Fungi growing at the base of a large old tree in a forest

URBANA, Ill. — Every spring, nature reminds us of the beauty of the wild spaces that surround us. Wildflowers bloom in the forest understory. Mushrooms pop up overnight in your front yard. The sun sets slowly over a lake. Explore tips to manage the threat of invasive plants, explore the fungus among us, and learn about microplastic pollution with the Everyday Environment webinar series.

Led by environmental experts, this University of Illinois Extension program explores a new natural resource topic each month and provides small and meaningful ways to connect with nature and improve the environment through sustainable practices. Live online sessions are 1 to 2 p.m. on a select Thursday from April to June.
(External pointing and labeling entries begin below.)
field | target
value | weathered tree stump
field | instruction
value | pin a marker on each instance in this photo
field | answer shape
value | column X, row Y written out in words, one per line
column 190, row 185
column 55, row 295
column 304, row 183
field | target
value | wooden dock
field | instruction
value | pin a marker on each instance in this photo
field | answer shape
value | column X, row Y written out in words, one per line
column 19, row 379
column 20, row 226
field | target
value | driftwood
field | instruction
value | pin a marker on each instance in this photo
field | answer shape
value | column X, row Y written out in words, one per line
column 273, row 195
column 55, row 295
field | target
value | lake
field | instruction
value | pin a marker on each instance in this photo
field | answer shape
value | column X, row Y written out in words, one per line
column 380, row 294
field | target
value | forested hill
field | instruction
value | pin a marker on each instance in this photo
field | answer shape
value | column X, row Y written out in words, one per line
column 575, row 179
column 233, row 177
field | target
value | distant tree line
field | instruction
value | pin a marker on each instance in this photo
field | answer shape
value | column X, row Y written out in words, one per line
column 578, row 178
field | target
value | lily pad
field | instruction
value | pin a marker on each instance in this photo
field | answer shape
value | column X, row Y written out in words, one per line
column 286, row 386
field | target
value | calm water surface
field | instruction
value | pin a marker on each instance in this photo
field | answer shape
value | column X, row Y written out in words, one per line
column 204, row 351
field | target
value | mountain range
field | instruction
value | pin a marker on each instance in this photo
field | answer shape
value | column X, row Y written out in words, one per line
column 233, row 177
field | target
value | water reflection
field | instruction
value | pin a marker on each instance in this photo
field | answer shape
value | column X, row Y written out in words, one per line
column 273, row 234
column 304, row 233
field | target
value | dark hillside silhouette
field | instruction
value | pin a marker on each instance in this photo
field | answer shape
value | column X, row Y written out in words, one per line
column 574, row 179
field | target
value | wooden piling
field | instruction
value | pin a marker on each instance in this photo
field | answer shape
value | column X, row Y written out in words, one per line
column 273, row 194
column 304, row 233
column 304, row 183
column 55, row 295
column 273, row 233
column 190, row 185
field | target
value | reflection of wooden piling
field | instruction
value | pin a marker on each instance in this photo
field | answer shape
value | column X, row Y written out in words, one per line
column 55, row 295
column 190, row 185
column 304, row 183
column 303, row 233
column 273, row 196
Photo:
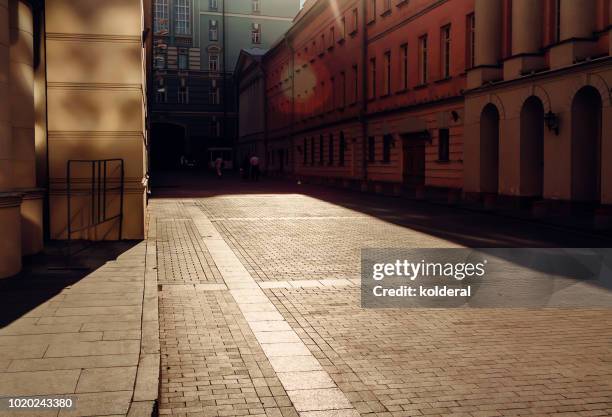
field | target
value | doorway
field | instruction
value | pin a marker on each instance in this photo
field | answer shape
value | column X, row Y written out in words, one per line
column 413, row 152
  • Do’s and Don’ts for Managing Invasive Plants in the Spring | April 11
    Non-native invasive plants can cause a lot of damage in backyards and wild spaces across Illinois, and managing them is a year-long endeavor. Some management activities are best suited for spring, such as garlic mustard control or surveying for invasive bush honeysuckle. Other tasks are more effective later in the year, such as removing invasive woody plants. Explore invasive plant phenology, identification, the most effective timing for management, and best practices for springtime control with Chris Evans, forestry Extension and research specialist.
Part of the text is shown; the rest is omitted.